Anyway, you might have an 800 or 1,000 watt PS in it, but it doesn't pull that much power.

J

[email protected] November 13th 12 10:35 PM

p5-75 boot issues
 
Much obliged.

Well, there's another PC and some disk drawers over the computer, so..

I WILL open it, but is there any chance I can find the Gateway2000 P5-75
schematics and battery specs online before I do so I can put it all back the same day?



- = -
Vasos Panagiotopoulos, Columbia'81+, Reagan, Mozart, Pindus, BioStrategist
http://www.panix.com/~vjp2/vasos.htm
---{Nothing herein constitutes advice. Everything fully disclaimed.}---
[Homeland Security means private firearms not lazy obstructive guards]
[Urb sprawl confounds terror] [Phooey on GUI: Windows for subprime Bimbos]





whit3rd November 16th 12 11:27 PM

p5-75 boot issues
 
On Tuesday, November 13, 2012 2:35:37 PM UTC-8, wrote:
[dead CMOS battery]
I WILL open it, but is there any chance I can find the Gateway2000 P5-75
schematics and battery specs online before I do so I can put it all back the same day?


Gateway, P5-75, and probably Gateway 2000, are all ambiguous; you cannot
really tell what the motherboard uses without an exact model number
of the (probably Intel) motherboard.

What you CAN do, is get to Radio Shack and buy a coin cell (CR2032) and
an alkaline 4.5v (#840) and maybe a 1/2AA (#5150) lithium cell, and
after you see the innards and plop in the battery you need, take
the others back to the store for a refund. For ten-year-old hardware,
those three possibilities cover almost every desktop computer.

Two caveats: if the old battery is leaking corrosive goo, you will have
to clean that up. And, the replacement sometimes does NOT LOOK LIKE the
original battery (look for a labeled socket that fits a pigtail on the alkaline
battery, and use the handy velcro on the battery to attach it ... somwhere).

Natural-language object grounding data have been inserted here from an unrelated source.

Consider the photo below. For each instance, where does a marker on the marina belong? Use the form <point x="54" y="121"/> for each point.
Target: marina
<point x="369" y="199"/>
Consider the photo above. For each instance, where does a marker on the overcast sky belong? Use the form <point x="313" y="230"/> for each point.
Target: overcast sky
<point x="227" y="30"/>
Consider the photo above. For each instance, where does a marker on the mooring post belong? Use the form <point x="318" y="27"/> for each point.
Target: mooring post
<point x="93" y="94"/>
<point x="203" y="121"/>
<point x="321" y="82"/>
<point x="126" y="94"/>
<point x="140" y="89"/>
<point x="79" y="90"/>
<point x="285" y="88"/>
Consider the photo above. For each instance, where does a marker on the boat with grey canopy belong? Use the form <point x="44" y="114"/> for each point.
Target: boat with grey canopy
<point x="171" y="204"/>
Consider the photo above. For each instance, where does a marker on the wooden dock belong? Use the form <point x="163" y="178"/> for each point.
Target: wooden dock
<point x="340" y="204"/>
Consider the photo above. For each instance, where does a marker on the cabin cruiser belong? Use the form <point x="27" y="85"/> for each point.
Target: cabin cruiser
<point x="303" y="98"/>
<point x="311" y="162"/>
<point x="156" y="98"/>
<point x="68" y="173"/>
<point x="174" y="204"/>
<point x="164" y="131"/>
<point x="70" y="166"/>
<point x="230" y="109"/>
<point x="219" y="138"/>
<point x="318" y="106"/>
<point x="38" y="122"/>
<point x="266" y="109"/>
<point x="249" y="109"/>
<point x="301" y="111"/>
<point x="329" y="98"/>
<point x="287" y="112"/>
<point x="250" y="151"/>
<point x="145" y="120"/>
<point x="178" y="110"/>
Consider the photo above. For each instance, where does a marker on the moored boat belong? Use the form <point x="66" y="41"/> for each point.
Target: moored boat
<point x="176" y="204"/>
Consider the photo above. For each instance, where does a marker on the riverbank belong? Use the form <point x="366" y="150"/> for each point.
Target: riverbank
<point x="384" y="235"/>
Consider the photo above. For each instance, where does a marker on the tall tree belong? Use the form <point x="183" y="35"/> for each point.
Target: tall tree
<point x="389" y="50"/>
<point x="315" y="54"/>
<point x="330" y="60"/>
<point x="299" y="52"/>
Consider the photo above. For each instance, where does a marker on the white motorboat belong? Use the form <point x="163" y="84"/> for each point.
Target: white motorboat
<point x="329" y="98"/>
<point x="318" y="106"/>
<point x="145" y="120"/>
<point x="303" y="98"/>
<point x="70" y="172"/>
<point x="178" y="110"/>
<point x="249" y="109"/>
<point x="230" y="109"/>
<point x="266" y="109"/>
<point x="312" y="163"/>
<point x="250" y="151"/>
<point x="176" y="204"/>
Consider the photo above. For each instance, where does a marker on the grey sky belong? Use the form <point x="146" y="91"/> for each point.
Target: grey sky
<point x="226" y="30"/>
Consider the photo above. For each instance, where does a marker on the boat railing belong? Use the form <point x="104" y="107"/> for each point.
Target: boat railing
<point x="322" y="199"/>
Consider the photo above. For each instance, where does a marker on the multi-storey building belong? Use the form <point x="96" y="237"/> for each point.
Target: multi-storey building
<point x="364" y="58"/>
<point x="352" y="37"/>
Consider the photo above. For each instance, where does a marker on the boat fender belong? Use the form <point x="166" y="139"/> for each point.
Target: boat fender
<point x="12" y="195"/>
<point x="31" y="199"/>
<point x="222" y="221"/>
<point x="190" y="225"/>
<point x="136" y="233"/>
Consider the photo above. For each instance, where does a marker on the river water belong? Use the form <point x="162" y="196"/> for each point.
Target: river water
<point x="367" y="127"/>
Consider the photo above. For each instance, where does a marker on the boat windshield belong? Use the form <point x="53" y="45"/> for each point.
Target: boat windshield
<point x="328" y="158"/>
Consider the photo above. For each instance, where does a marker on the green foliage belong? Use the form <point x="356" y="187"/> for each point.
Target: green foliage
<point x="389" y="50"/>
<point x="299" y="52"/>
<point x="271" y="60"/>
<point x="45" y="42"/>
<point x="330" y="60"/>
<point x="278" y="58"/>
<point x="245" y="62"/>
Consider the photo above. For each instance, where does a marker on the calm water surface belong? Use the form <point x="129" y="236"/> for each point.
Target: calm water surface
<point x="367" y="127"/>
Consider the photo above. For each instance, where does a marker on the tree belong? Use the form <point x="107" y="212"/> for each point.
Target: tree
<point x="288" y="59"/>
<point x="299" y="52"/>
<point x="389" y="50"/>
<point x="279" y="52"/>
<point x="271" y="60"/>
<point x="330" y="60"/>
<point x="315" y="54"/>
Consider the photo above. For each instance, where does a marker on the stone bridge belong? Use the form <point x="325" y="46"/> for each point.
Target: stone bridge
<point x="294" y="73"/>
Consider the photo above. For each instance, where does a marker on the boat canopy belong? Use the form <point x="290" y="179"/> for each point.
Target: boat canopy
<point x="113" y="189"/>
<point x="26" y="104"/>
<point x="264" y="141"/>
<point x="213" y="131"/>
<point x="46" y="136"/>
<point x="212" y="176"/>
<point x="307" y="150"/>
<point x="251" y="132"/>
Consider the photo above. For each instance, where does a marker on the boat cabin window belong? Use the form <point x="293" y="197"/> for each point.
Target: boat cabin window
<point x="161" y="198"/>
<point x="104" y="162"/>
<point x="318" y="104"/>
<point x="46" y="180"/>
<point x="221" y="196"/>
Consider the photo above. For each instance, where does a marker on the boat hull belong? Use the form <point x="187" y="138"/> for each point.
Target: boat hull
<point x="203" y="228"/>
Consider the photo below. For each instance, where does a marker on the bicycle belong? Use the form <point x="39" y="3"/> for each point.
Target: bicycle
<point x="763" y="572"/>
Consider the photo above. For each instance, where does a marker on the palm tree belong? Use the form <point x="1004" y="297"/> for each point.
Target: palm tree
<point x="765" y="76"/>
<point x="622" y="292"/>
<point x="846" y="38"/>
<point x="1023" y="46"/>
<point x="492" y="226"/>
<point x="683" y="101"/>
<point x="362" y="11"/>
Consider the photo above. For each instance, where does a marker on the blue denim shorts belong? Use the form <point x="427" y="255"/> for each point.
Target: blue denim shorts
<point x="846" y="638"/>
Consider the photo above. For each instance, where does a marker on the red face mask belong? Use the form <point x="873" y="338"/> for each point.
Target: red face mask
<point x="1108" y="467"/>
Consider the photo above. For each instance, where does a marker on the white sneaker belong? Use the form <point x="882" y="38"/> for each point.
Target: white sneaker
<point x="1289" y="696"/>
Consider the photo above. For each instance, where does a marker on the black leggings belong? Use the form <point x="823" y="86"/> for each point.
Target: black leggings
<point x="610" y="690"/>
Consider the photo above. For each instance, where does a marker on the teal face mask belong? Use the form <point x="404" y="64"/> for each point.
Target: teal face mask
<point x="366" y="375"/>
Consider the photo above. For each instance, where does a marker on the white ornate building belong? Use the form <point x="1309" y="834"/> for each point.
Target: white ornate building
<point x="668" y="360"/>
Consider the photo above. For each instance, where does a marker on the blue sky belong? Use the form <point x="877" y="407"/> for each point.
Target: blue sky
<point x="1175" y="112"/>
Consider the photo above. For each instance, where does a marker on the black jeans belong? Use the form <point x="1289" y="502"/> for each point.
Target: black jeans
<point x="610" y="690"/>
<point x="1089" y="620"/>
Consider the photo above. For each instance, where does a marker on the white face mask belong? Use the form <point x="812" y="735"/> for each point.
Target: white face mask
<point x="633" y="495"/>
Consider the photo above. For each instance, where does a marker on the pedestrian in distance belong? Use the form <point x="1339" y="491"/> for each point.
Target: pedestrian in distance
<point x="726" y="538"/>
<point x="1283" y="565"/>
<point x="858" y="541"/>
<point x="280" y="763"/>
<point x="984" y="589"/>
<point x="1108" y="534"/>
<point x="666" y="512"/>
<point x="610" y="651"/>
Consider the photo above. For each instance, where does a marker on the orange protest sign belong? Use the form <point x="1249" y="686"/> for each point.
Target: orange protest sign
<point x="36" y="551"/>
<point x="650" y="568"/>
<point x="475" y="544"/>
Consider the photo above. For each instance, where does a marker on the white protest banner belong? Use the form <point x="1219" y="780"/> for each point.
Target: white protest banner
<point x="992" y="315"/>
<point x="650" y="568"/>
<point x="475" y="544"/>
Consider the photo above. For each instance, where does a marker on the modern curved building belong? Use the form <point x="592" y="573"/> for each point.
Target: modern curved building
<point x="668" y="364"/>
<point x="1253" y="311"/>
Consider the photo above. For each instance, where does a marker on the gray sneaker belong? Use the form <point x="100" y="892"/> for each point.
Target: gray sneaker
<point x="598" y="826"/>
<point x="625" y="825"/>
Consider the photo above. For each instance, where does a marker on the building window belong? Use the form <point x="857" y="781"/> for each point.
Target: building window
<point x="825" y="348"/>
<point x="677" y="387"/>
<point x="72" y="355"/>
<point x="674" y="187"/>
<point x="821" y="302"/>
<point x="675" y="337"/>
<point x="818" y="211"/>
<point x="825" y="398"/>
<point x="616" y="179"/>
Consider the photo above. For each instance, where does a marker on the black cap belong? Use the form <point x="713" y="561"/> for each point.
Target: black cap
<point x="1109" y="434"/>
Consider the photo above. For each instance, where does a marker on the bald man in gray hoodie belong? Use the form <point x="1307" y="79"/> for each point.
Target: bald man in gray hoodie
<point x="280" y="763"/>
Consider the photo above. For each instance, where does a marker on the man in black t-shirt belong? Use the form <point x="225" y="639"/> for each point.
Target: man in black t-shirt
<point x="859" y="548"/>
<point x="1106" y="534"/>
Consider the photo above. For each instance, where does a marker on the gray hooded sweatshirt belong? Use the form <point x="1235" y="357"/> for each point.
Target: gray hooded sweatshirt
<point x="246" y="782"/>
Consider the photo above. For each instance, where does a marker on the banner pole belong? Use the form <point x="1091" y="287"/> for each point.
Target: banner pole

Michael A. Terrell November 17th 12 12:22 AM

p5-75 boot issues
 

whit3rd wrote:

On Tuesday, November 13, 2012 2:35:37 PM UTC-8, wrote:
[dead CMOS battery]
I WILL open it, but is there any chance I can find the Gateway2000 P5-75
schematics and battery specs online before I do so I can put it all back the same day?


Gateway, P5-75, and probably Gateway 2000, are all ambiguous; you cannot
really tell what the motherboard uses without an exact model number
of the (probably Intel) motherboard.

What you CAN do, is get to Radio Shack and buy a coin cell (CR2032) and
an alkaline 4.5v (#840) and maybe a 1/2AA (#5150) lithium cell, and
after you see the innards and plop in the battery you need, take
the others back to the store for a refund. For ten-year-old hardware,
those three possibilities cover almost every desktop computer.

Two caveats: if the old battery is leaking corrosive goo, you will have
to clean that up. And, the replacement sometimes does NOT LOOK LIKE the
original battery (look for a labeled socket that fits a pigtail on the alkaline
battery, and use the handy velcro on the battery to attach it ... somwhere).



We were junking those machines as too old to use at the factory, last
millennium. I may have a motherboard for one, in a crate full of win
3.1 & 95 computers that got pushed under a workbench. 'Gateway 2000'
was their pre millennium brand name, and on every computer they sold.

I think they used the Dallas RTC module with an internal battery. A
black, 28 pin module that was usually soldered to the motherboard.